Sunday, August 1, 2010

Will the Bond Market Sandbag the Fed?

Improbably, bonds have rallied for the last 30 years. When Ronald Reagan was elected president in 1980, rates on 30-year Treasuries were in the range of 15%. Today, they pay about 4%. Economists have estimated that real interest rates (i.e., rates net of inflation) run around 3%. Buying a 30-year Treasury today is like gambling on 1% annual inflation for the next thirty years. That's a riskapalooza if there ever was one.

The corporate bond market is also glowingly optimistic about inflation. Recently, McDonald's sold $450 million of 10-year bonds bearing interest of 3.5%. That's like gambling on 0.5% inflation per year for a decade. Then again, if you bought 10-year Treasury notes, which today pay under 3%, you'd be speculating that there will be deflation for 10 years. One would have to go back to the Great Depression to find a time when these investments would have been winners. Reality is we've got a huge bond bubble.

The Fed is desperately seeking inflation. It's keeping interest rates (short, medium and long) ultra low in an effort to stimulate growth, hoping that a little inflation will be like a round of cocktails before dinner that gets the party going. While neither prices nor GDP are cooperating, the Fed persists, in the belief that manipulating the money supply will somehow work a miracle when consumers are scared, corporations are cautious, and Wall Street finances speculations in derivatives rather than production of goods and services.
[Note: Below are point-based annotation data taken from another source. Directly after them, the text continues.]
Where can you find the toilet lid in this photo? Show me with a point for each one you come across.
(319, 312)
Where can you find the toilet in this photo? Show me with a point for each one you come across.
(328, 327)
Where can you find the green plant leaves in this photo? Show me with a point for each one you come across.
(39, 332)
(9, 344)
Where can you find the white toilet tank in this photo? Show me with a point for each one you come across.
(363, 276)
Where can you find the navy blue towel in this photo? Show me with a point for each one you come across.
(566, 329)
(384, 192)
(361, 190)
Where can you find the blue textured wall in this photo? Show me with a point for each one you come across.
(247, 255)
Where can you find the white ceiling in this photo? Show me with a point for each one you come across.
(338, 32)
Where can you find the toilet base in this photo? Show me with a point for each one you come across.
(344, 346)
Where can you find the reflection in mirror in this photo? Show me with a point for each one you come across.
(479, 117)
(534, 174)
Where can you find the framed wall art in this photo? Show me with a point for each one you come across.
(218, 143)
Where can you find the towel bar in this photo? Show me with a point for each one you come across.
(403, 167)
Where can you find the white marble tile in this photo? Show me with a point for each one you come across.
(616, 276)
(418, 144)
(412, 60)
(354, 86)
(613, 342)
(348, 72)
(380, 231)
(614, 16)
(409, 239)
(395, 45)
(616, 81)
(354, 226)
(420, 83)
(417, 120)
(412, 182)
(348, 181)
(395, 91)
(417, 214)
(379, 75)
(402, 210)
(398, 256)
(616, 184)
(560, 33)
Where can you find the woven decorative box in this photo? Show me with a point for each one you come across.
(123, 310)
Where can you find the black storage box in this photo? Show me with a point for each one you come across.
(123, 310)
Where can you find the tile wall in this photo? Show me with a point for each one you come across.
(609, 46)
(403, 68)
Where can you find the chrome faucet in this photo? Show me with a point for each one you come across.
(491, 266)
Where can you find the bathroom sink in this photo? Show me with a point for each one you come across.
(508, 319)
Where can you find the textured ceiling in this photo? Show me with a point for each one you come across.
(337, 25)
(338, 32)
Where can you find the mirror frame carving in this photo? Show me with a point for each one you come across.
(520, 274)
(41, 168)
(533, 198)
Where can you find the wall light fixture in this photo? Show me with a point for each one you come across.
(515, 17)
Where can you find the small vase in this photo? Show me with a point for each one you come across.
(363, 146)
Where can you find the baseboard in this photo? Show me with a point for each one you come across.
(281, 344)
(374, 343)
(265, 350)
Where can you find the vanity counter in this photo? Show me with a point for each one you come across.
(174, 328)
Here's the catch: if the economy revives, the Fed will have to raise rates. That could pop the bubble in the bond markets, clobbering yet another asset class. If that happened, holders of capital, already pummeled by the 2000 tech stock collapse and the 2008 stock market crash, real estate crash, auction rate securities collapse, etc., would suffer aggravated battered investor syndrome. They'd pull back from risk and consumption. The stagnation the Fed so publicly fears would follow.

But if the Fed doesn't raise interest rates after the economy revives, inflation would flare, ravaging the value of bonds as borrowers repay creditors with cheaper dollars. The bond bubble would pop in this scenario as well, producing severe battered investor syndrome and stagnation.

Thus, the potential for lasting recovery from the Fed's monetary policies may be capped by the bond bubble. There are other reasons why monetary policies may well fail (banks refusing to lend, consumers too scared to spend). But we've got a built-in booby trap set to spring if the economy revives.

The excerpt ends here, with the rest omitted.